First, before any compost bin can be purchased, you will need compost bags. These can be purchased online from somewhere like evengreener.com where you can get 26 small caddy liners for 3 pounds (excluding delivery). 

Now comes the discussion about buying another plastic product when we’re supposed to be cutting down on plastic. Well, I will say that this is one purchase that you ought to be prioritizing the longevity of andenables you to consume less plastic.

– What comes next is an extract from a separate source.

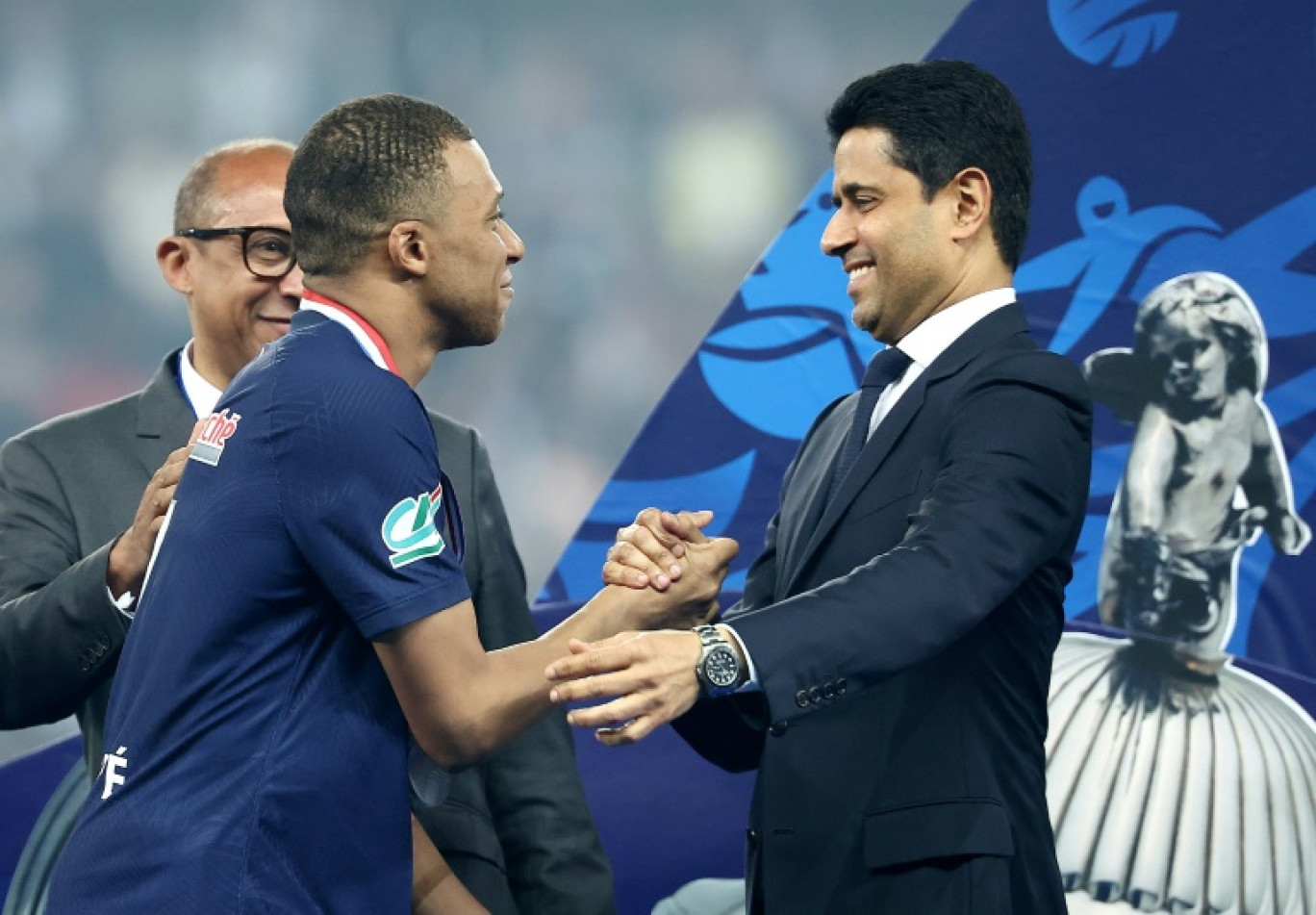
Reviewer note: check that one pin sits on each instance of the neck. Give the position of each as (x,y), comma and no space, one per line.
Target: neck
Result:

However, there are metal options out there if that would make you happier, such as this one by the brand Kilner

Or for a slightly higher price, you could choose this white alternative, to make it more inconspicuous in the bathroom: 

Green or black plastic indoor compost bins can be found anywhere online for a cheaper price, but for the biggest variety in colour (pink compost bin anyone?), size and design, I would recommend taking a look at wayfair.co.uk. They even have a nifty foot pedal compost bin, and a plastic one that comes with 120 bags

 

So will you be composting your tampons?